# Compaq Presario V6000 Boot Issue



## How Do I (Feb 11, 2008)

A friend gave us a Compaq Presario V6000 laptop and said if we could get it fixed we could have it. It's been sitting in a closet for a few years. They never had it looked at. The charge indicator light comes on when you hook the charger up. When you hit the power button, it comes up to the boot menu.

No matter which option you choose, it always acts like it is going to boot (the Windows loading page comes up for a second and then there's a flash of a blue screen with text (too quick to read) and then it goes back to the boot menu.

I did check the Bios? and the computer clock was showing like 00:10:** minutes and counting, so I guess it just started counting once I hooked it up to the charger and the date is showing something or the other with the year 2006.

So two questions I guess, could it be the CMOS battery causing the issue? And is there a way to escape the loading............

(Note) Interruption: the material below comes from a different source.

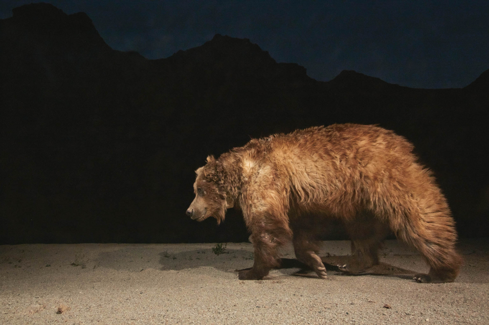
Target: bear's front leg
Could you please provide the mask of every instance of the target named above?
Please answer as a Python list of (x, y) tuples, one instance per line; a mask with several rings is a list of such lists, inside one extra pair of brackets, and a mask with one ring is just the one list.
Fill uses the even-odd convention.
[(253, 267), (240, 271), (238, 275), (240, 280), (261, 280), (268, 275), (271, 269), (280, 265), (276, 238), (263, 232), (252, 234), (251, 238), (254, 248)]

OK. I went and tried to boot again as I was typing and was trying to hit F10 and accidentally hit F11 so the system recovery started working to restore it to factory condition. So I guess I'll wait and see what happens. It's at 50% now.


----------



## Kung (Jan 19, 2004)

You probably beat me to it. I was going to see if it could boot into safe mode; but to be honest, you did say it was brand new.

You were probably getting a BSOD (blue screen of death) and one of the causes of that CAN be that the operating system is corrupt; so starting fresh is the best way to eliminate one of the possible causes - and that might be THE cause.


----------



## How Do I (Feb 11, 2008)

The system restore went smooth. Powered on and off several times now and still working good. Yeah, I didn't even know F11 brought up system restore. That was just a total fluke that I hit that instead of F10.

Since the computer clock was showing that date and time, would you suggest going ahead and getting another CMOS battery for it? I guess that's what you call it? How would you know if one of those is going bad?


----------



## Kung (Jan 19, 2004)

Easy - no matter how often you reset the time/date, it resets to some odd time/date, and you get an error, EVERY single reboot.

Might be hard to replace it in a laptop.


----------



## Kari (Mar 24, 2008)

How Do I said:


> T
> Since the computer clock was showing that date and time, would you suggest going ahead and getting another CMOS battery for it? I guess that's what you call it? How would you know if one of those is going bad?


Set the proper date and time then shutdown the pc and reboot. If the CMOS battery has gone completely south, the date and time will of reverted.

Keep in mind that if the battery still has *some* life in it, once the pc is shutdown, it may take some hours for the date and time to drift off.

Edit: Looks like Kung beat me to the answer!


----------



## Kung (Jan 19, 2004)

Nanner nanner.


----------



## How Do I (Feb 11, 2008)

Thanks you all!


----------